HOW WELL ARE WE DOING HPC?
The current HPC clusters provided by Computer Centre allow the use of up to 48 CPU cores to run parallel jobs. Take a look at the statistics below to see how well you have been using those parallel computing resources.
Table 1 shows that about 40% of the jobs monitored achieved no speedup at all (represented by blue bar). Around 50% achieved speedup up to 8 times (orange bar), and more than 10% managed to get more than 8 times speedup over the past four months. Out of the 10% jobs achieved more than 8 times speedup, about half of them were in the 8-12 times speedup range. Overall, around 1% of total jobs achieved more than 32 time speedup. With 30,000 or more jobs completed per month, 1% is equivalent to around 300 jobs.
What can you do about it?
There are two possible explanations of why majority of parallel jobs are achieving speedup in the range of 1-12 times. Firstly, all our cluster nodes have either 8 cores or 12 cores. As it is more efficient to run jobs within the node, it is possible that some users confine their job execution within the node. It is also highly possible that most jobs can scale well only up to around 12 cores. As we shared in the previous issue of HPC@NUS, asking for more cores than what the job can use likely will lead to longer queuing and turnaround time.
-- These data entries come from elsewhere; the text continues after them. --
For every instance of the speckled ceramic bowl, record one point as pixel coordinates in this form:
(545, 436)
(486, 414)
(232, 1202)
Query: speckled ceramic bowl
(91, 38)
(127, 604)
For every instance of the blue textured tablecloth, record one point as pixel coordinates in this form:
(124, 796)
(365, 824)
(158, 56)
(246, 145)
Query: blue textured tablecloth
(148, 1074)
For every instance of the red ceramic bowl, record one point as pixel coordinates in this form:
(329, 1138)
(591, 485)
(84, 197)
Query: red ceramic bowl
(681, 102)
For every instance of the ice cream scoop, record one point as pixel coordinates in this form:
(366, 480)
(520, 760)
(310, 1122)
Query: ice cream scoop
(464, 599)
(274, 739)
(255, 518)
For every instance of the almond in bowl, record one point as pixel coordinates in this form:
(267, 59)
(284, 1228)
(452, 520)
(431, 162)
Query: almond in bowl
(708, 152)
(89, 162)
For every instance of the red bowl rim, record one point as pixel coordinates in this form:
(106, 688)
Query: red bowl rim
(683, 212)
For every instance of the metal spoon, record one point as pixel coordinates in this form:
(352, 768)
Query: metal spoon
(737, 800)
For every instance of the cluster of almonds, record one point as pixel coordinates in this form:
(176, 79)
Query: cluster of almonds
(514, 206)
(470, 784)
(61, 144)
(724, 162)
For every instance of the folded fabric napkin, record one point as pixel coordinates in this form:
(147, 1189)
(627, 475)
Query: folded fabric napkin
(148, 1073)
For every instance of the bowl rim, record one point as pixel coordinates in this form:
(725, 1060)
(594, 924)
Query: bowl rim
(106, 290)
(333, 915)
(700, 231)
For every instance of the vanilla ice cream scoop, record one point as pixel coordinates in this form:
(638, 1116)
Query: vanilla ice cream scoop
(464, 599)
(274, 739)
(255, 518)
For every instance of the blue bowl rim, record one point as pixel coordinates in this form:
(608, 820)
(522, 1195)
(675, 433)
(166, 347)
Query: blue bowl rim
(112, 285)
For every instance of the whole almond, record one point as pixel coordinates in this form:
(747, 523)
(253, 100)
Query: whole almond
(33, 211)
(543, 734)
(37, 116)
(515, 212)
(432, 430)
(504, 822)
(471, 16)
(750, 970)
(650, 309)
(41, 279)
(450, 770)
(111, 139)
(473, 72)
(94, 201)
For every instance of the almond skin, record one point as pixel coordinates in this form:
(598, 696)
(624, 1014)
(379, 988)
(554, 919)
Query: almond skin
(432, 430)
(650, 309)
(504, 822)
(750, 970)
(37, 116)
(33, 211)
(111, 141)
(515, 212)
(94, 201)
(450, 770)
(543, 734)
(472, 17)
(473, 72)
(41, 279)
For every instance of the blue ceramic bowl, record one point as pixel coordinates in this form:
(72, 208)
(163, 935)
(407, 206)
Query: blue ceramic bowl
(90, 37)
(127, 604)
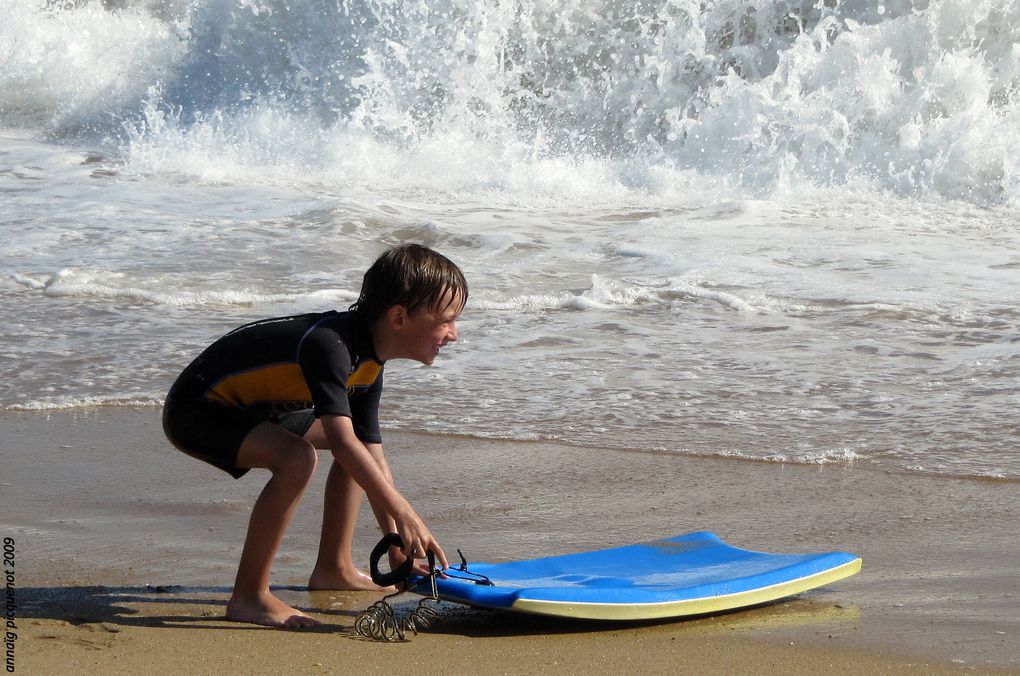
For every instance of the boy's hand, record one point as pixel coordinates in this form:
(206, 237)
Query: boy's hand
(418, 541)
For the 1% jobs that had speedup of more than 32 times, there is a possibility that those applications are very scalable but may be constrained by the number of cores they can use. If you are one of those users, you may consider subscribing to the on-demand HPC services (Pay-Per-Use or Condominium service) or making use of the National Supercomputing Centre (NSCC) resources (check out the article written by Junhong) to further improve your parallel computation speedup. The on-demand HPC services offer up to hundreds of cores for short-term ownership while NSCC provides up to thousands of cores per job through fair-share usage.